Directeur et actionnaire principal, Christophe Rasch balaie sèchement les critiques et les doutes: «En 3 ans d'existence, nous nous approchons déjà de l'équilibre financier, assène-t-il. Alors, oui, notre chaîne change, se développe, elle s'apprête à grandir. Notre concession nous permet de couvrir la région importante qu'est La Côte, alors nous allons mieux le faire depuis ce bureau ouvert à Meyrin (GE).» Et Christophe Rasch de promettre que cela ne se fera pas au détriment de Fribourg: «Nous allons mieux répartir les forces et les moyens.»

Chef commercial démis de son poste

Ex-responsable marketing chez Edipresse, Patrice Matthey occupait le poste de directeur commercial et marketing de La Télé depuis son lancement en été 2009. Mais il va devoir quitter cette fonction et deviendra indépendant. «Ce sera en effet le cas vers la fin novembre, reconnaît-il.
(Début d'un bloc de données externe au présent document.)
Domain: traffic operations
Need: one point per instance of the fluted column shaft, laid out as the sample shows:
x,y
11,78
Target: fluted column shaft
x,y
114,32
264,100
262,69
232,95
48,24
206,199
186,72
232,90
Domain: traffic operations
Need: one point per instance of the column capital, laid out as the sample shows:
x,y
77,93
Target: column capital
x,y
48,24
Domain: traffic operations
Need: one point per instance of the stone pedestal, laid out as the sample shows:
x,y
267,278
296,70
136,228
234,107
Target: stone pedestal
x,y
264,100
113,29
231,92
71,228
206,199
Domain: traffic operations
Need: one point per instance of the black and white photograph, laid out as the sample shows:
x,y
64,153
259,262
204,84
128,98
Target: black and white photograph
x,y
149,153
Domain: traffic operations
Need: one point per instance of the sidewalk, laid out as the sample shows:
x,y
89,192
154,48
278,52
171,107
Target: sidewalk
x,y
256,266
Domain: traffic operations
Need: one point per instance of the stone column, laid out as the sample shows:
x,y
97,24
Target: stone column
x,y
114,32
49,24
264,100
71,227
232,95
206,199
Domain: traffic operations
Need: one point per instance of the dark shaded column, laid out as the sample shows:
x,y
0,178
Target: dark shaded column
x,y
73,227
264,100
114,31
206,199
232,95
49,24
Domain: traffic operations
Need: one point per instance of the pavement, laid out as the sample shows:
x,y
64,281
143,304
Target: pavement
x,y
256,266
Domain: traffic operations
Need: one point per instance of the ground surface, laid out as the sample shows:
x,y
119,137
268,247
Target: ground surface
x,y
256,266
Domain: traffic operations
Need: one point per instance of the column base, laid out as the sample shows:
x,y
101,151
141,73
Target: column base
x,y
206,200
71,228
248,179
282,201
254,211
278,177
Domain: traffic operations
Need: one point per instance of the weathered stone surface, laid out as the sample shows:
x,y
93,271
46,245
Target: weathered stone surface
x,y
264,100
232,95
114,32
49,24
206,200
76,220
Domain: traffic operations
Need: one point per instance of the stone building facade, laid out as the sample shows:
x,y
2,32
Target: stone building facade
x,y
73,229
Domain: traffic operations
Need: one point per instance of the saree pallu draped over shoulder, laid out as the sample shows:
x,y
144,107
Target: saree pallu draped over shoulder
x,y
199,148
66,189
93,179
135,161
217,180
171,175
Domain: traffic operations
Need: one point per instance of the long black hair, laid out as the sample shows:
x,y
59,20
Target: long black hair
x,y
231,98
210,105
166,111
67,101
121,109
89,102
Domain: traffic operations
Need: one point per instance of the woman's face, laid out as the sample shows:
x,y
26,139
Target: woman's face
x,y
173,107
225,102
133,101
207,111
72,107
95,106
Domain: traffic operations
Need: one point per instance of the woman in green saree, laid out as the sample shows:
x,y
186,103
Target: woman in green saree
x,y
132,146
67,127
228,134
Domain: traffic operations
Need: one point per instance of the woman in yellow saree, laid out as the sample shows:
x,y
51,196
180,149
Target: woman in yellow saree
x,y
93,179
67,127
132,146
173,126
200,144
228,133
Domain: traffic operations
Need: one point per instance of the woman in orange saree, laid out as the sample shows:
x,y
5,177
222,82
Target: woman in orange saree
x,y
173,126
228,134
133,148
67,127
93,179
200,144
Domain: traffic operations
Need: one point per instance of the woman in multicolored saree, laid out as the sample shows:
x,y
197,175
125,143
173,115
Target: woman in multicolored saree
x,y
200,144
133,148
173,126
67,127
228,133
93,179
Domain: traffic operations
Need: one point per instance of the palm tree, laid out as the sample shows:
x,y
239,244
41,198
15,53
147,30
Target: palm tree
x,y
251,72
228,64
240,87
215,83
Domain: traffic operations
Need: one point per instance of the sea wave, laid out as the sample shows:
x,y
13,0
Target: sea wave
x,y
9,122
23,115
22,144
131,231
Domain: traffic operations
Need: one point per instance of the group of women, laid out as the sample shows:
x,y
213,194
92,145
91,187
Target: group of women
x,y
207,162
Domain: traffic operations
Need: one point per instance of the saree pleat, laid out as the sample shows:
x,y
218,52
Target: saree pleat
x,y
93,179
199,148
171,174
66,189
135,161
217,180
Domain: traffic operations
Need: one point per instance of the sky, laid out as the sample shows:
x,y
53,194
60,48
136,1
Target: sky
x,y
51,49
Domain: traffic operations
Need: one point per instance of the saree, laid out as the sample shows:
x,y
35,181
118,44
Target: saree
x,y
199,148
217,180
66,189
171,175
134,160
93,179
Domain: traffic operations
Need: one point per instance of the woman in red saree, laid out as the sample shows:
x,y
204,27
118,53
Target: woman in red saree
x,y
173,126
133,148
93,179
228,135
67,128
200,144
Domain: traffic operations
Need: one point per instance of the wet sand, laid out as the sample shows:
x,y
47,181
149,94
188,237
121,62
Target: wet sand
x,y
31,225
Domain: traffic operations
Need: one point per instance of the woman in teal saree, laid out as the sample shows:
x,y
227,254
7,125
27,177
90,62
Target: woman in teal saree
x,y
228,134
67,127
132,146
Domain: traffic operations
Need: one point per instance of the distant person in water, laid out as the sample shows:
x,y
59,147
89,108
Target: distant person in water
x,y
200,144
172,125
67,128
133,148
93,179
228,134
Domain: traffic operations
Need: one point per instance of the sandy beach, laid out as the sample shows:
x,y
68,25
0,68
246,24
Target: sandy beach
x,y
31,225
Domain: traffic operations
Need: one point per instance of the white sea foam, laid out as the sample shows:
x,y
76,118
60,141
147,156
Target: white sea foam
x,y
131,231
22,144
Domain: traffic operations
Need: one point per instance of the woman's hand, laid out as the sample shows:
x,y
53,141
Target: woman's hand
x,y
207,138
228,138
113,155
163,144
Mais je reste lié à la chaîne avec les émissions que je produis et présente.» Le chef des programmes et celui des finances ont, eux, quitté La Télé en 2010.

"La stratégie de la Télé n'est pas cohérente"

Conseillère municipale d'Yverdon (exécutif communal), Marianne Savary représente depuis le début de l'été la vingtaine de communes vaudoises au sein du Conseil d'administration de La Télé SA, excepté Lausanne. Elle partage l'inquiétude et la déception du syndic Daniel von Siebenthal. "Il n'y a plus de couverture régulière du Nord vaudois et de la seconde ville du canton de la part de cette chaîne. Sa direction a décidé de choisir une politique davantage tournée vers l'actualité fédérale avec son bureau à Berne, s'éloignant ainsi de l'info locale. Et l'ouverture d'un bureau à Genève n'est pas compréhensible à nos yeux, d'autant plus que La Télé a fermé par le passé les studios à Yverdon." Marianne Savary critique la stratégie de Christophhe Rasch, et rappelle que la question du retrait du capital de La Télé a déjà été posée au Conseil communal d'Yverdon.

En date du 29 novembre 2010, la commune d'Yverdon possédait plus de 120'000 fr. dans le capital de La Télé. Lausanne en détient 490'240, soit une perte de près d'un demi million de francs de valeur de ses titres par rapport au lancement de la chaîne en 2009. Et par le truchement de Boisy TV SA, détenue par les Services industriels lausannois, la capitale vaudoise possède encore 90'000 fr. d'actions en plus. Un sujet qui n'a pas l'air de plaire au syndic Daniel Brélaz: "Nous n'envisageons pas de nous retirer du capital de La Télé, mais il est certain qu'un accroissement de nos actions dans cette chaîne est exclu au niveau du Conseil communal, vu la situation actuelle."